Projet d’Aluminium de Lebanga : Christian Penda Ekoka met à nue l’imposture des courtisans du régime Biya
Depuis de nombreuses années, les
Camerounais assistent impuissants à différentes annonces de projets sans
lendemains. Certains sont d’ailleurs annoncés à la suite d’une audience
accordée aux soidisant promoteurs par le Chef de l’Etat. L’ignorance, due au
manque d’informations sur la complexité du cycle de développement des projets,
et notamment des projets de cette envergure, amène souvent les populations à y
croire, à faire des rêves mirobolants. Très souvent, ces effets d’annonce sont
suivis de désillusion, de déceptions et de grincements des dents, quand la
réalité nous rattrape en renseignant qu’une fois de plus ce n’était que des
mirages.
Ainsi en fut-il des projets
d’assemblage de véhicules à Bamenda ou à Kribi,) des différents projets miniers
(Mballam, Geovic, Hydromine, etc.), de construction de complexes hôteliers et
touristiques à Yoyo (Mouanko), etc.
Le Président du PAL, Célestin
Bedzigui, a amplement justifié son ralliement
à la candidature de Paul Biya à la prochaine élection présidentielle, par le
fait que le Président de la République avait fait montre de patriotisme et de
hauteur, en autorisant les études d’un projet dont il était promoteur. Il s’agit,
selon ses déclarations, d’un projet comprenant
la construction d’un barrage à Lebanga, d’une usine d’aluminium qui
exploiterait l’alumine provenant du site minier de Minim Martap.

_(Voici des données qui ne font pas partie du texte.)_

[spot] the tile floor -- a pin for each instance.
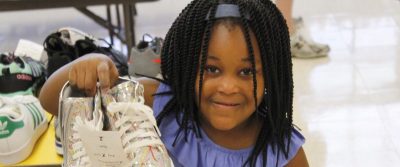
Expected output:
(347, 104)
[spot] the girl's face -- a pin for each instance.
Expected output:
(227, 100)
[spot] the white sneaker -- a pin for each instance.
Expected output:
(76, 111)
(138, 128)
(70, 35)
(302, 46)
(22, 122)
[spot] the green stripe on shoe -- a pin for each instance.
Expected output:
(38, 111)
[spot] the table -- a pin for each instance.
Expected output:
(126, 34)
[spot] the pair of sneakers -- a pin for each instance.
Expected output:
(145, 57)
(22, 122)
(301, 44)
(68, 44)
(120, 110)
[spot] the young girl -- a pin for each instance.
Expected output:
(227, 88)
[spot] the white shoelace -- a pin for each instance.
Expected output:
(135, 122)
(80, 154)
(9, 106)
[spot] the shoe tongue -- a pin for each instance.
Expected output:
(9, 108)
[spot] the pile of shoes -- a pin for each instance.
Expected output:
(67, 44)
(120, 112)
(145, 57)
(22, 118)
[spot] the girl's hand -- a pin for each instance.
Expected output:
(86, 71)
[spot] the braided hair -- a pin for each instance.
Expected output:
(184, 55)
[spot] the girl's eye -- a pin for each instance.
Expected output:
(246, 72)
(211, 69)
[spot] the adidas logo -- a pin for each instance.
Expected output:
(3, 126)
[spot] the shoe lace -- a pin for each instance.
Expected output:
(136, 124)
(79, 153)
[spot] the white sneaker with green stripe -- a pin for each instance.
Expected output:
(22, 122)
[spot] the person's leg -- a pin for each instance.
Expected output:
(286, 7)
(302, 46)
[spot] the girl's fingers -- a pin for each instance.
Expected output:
(103, 73)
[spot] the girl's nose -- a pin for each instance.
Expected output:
(228, 85)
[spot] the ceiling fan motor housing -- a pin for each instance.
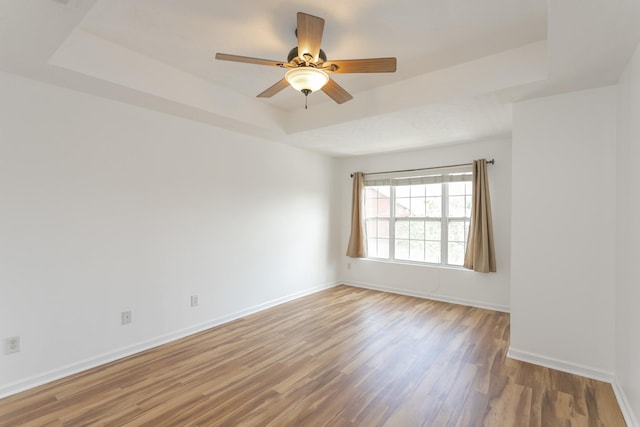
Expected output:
(293, 54)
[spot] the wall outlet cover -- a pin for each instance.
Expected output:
(11, 345)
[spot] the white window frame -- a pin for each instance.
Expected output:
(430, 176)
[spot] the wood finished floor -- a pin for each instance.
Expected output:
(341, 357)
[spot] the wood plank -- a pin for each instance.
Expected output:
(341, 357)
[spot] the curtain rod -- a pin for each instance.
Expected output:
(491, 162)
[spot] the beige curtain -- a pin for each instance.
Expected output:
(357, 241)
(480, 252)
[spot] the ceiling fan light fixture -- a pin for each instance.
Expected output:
(306, 79)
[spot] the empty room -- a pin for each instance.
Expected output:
(287, 213)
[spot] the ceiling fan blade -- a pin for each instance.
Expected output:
(309, 34)
(248, 60)
(371, 65)
(336, 92)
(269, 92)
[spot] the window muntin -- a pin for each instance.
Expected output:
(419, 219)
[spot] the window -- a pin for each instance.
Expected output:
(422, 219)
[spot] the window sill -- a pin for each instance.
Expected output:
(416, 263)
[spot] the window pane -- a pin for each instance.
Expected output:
(433, 231)
(383, 207)
(403, 191)
(434, 207)
(402, 249)
(402, 229)
(457, 188)
(456, 231)
(456, 253)
(383, 228)
(416, 230)
(418, 207)
(372, 228)
(433, 252)
(433, 189)
(456, 206)
(402, 207)
(416, 250)
(417, 190)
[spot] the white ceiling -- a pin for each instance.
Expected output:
(461, 63)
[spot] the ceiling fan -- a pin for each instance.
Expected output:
(308, 67)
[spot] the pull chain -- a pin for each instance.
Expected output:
(306, 95)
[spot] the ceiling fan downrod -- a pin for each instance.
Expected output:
(306, 96)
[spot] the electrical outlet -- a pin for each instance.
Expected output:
(11, 345)
(126, 317)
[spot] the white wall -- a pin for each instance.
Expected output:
(455, 285)
(105, 207)
(627, 345)
(563, 231)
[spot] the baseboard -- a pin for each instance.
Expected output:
(624, 404)
(93, 362)
(432, 296)
(561, 365)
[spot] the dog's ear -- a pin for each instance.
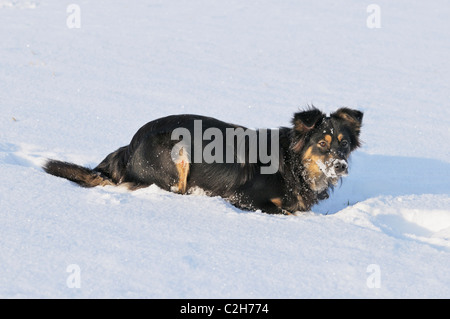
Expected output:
(353, 118)
(303, 123)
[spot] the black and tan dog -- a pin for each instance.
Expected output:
(310, 158)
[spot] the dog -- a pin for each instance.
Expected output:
(305, 162)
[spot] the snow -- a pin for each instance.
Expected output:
(77, 94)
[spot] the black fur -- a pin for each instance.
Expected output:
(306, 170)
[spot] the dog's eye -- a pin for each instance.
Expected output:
(322, 144)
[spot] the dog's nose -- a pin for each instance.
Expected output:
(340, 166)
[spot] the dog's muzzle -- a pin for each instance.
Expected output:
(340, 167)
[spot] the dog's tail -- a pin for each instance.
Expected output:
(83, 176)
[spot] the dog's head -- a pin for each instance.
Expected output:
(323, 144)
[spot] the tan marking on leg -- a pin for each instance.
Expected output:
(182, 165)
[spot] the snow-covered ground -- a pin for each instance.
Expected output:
(77, 94)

Afin de mieux informer nos
lecteurs, nous avons décidé de recourir à l’expertise et à l’expérience de Christian
Penda Ekoka qui, avant ses fonctions actuelles de Conseiller du chef de l’Etat,
a consacré une quarantaine d’années aux activités de conseil en investissement,
de politiques et stratégies industrielles, d’ingénierie et de financement des
projets de nombreux secteurs, d’abord comme Directeur des Etudes et Projets à
la SNI, ensuite comme fondateur et Directeur Général du cabinet de consulting
international, Business Development Service (BDS). BDS a effectué des missions
dans plus de vingt-cinq (25) pays d’Afrique et des Caraïbes pour le compte de
différentes organisations internationales.
M. le
Conseiller, êtes-vous au courant des déclarations de M. Célestin Bedzigui rapportées
ci-dessus?
J’ai lu les déclarations de
Céléstin Bedzigui auxquelles vous faites allusion. Pour éviter de fausser le
débat en l’amenant sur un terrain politique, nos explications se limiteront à des considérations techniques
et professionnelles pour mettre en évidence les conditions difficiles de
faisabilité de ce projet. D’entrée de jeu, il convient de souligner pour vos
lecteurs que la décision d’investir des capitaux dans un projet est motivée par
le gain qu’espèrent en tirer les investisseurs. Ce gain se mesure en termes de
rendement financier (retour sur investissement) pour des investisseurs privés,
et économique pour un pays. En décidant d’investir dans un projet,
l’investisseur espère en tirer un
rendement supérieur à celui de la meilleure alternative abandonnée (coût
d’opportunité). Selon la théorie
financière, plus élevé est le risque lié à un projet, plus élevé est le
rendement espéré.
Pouvez-vous brièvement expliquer
pour nos lecteurs les principales étapes qui conduisent justement à la décision
d’investissement ?
Le cycle de développement d’un
projet, qui part de l’idée à sa matérialisation, est composé de différentes
étapes: initiation, conception, exécution, exploitation, terminaison (mort,
relance, etc.). A chacune de ces étapes
on mène différentes activités. Par exemple, de l’étape d’initiation à celle de
la conception, on fait des études d’opportunité (analyse des facteurs
d’opportunité tels que le marché, la disponibilité des matières premières,
l’évaluation des technologies disponibles, l’estimation du coût de
l’investissement, les hypothèses de financement, les coûts d’exploitation, la
rentabilité, identification des risques, étude de sensibilité, l’évaluation des
impacts environnementaux), suivies des études de préfaisabilité, d’études de
faisabilité et d’exécution (ingénierie de base et de détails, ingénierie
financière et juridique, les simulations financières, les études de
sensibilité, etc.). A l’issue de cette phase conceptuelle, la décision
d’investissement est prise pour passer à l’exécution du projet (construction), ensuite
à son exploitation ; celle-ci ira jusqu’à l’étape de terminaison, fin de vie du cycle du
projet qui disparaît ou se transforme éventuellement en un autre projet.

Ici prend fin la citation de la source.